Re the attacks on Vygotsky and Luria's 1930 book: in June 1931, the "Institute's party cell" rebuked "'the "apolitical culturist" ... psychology of Vygotsky and Luria" as well as the reflexologies of Kornilov and Bekhterev (p.358). Vygotsky and Luria's 1931-1932 study of Uzbekis was similarly received poorly, and for similar reasons: it was read as applying primitive or childish qualities to Soviet peoples (pp.364-367). Stalinism could not tolerate "anything like a serious cultural-historical approach to psychology"—although studies of children and disturbed adults were tolerable (p.367). By 1932, Vygotsky's optimism was gone; he couldn't even quote Trotsky and Kautsky, since those names were no longer to be uttered positively (p.364). Similarly, "Luria retreated from historico-cultural psychology to intense study of mental disorder in brain-damaged patients" (p.368); he also adopted the Stalinist style of writing after 1931 (p.369). Joravsky notes with astonishment that when Luria finally published the Uzbeki study, forty years later, "he retained the swagger of the Stalinist style" and "stolidly ignored the forty-year delay" (p.369—but I personally think that this retention is due to Luria simply publishing the manuscript without revision). Finally, Leontiev focused on child development and "avoided other possibilities of historico-cultural inquiry" (p.369).

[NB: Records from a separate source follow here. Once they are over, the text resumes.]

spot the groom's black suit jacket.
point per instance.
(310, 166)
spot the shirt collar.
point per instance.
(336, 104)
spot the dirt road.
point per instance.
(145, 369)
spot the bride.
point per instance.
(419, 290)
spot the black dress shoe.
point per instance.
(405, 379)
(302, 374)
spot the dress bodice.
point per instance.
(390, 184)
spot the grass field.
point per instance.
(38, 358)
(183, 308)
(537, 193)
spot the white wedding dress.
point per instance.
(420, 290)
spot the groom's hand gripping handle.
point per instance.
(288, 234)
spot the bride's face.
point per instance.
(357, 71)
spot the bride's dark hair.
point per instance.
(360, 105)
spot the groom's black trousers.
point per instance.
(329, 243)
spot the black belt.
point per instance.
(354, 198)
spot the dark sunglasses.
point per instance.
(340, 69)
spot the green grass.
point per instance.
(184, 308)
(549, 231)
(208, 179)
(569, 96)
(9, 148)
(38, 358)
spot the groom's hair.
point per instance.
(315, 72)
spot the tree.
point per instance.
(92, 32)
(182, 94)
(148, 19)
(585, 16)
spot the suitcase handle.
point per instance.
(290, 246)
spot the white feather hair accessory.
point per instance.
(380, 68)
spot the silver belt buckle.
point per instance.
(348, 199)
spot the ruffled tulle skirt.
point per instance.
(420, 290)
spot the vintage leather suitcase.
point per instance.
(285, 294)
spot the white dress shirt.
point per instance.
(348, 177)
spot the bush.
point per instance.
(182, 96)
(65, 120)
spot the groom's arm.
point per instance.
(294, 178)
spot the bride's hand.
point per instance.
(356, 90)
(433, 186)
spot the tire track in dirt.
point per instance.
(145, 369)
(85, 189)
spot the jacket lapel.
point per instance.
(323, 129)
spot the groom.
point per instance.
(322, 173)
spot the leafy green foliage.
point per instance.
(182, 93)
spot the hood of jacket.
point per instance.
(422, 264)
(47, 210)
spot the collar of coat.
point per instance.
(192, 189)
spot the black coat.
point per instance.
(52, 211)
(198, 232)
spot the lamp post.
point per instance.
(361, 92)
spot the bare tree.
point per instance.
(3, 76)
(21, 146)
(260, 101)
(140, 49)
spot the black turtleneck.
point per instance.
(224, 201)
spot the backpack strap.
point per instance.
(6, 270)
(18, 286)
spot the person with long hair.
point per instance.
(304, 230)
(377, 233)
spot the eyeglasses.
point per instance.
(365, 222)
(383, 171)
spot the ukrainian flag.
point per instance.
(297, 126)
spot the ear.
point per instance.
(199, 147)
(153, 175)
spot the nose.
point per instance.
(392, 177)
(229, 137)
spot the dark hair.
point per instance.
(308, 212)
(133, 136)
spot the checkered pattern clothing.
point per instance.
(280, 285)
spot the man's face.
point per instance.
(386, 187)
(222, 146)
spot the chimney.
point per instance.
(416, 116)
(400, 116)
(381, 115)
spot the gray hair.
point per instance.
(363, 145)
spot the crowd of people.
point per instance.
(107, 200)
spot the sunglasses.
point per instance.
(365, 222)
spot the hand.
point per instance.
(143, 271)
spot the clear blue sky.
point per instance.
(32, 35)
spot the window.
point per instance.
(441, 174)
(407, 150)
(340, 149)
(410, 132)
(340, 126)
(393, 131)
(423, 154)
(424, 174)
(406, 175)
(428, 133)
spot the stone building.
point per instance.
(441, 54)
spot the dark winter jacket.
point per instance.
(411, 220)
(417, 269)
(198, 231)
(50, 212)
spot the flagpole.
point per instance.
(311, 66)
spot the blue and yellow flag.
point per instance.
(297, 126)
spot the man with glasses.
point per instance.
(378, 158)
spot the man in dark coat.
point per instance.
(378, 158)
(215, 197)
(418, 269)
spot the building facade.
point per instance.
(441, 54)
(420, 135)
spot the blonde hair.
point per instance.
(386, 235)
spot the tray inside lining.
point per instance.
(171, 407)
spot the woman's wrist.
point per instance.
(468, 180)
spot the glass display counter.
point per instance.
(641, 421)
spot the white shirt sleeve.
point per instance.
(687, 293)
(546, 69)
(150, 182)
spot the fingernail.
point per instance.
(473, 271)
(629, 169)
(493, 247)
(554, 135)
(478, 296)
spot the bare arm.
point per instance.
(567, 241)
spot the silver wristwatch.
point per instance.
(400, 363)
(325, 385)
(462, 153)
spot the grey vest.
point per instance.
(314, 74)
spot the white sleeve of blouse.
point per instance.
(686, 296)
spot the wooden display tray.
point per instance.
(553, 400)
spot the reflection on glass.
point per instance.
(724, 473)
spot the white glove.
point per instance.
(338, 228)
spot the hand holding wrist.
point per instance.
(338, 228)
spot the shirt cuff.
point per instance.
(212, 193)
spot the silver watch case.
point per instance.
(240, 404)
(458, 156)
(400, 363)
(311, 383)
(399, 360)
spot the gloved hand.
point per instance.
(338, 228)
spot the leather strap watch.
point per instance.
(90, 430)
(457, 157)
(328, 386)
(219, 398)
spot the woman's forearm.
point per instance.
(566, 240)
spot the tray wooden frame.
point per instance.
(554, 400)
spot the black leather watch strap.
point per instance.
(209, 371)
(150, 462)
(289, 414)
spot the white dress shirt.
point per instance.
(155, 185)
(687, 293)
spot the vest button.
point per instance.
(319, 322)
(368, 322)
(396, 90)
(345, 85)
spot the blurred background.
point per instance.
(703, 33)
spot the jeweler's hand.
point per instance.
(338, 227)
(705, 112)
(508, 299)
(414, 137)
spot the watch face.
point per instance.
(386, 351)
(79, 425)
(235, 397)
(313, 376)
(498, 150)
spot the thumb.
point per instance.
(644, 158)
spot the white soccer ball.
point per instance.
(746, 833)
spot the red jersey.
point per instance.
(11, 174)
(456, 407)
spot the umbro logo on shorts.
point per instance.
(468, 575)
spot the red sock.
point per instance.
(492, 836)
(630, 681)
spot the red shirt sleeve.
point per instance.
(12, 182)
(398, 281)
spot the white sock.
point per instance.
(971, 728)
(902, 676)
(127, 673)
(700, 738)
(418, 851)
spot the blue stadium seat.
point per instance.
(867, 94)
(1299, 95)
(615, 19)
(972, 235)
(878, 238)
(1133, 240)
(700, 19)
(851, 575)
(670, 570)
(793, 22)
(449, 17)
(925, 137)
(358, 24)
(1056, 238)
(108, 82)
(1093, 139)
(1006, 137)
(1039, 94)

By 1938, Vygotsky was dead, his nascent field of pedology had been denounced (see p.347), and Stalin had published "his celebrated essay on dialectical and historical materialism... [which was] too inane for any use but tub-thumping celebration of the great author" (p.326). "Developing almost entirely as a part of pedagogy, psychology became a purely descriptive science" (p.353).

Joravsky's account goes on from there, but let's call a halt. In terms of the cultural-historical school, Joravsky mainly notes Luria's tactics for survival and Rubinshtein's distaste for the school.

Overall, I did find this book to be rewarding, but flawed. Joravsky's cynicism is healthy, but sometimes I think it leads him to undervalue or superficially evaluate the works of the cultural-historical school. And the two question marks, indicated above, undermine my faith in some of the other facts Joravsky recounts. I'll use this book, but with some caution. If you're interested in the history of Soviet psychology, I certainly recommend reading it.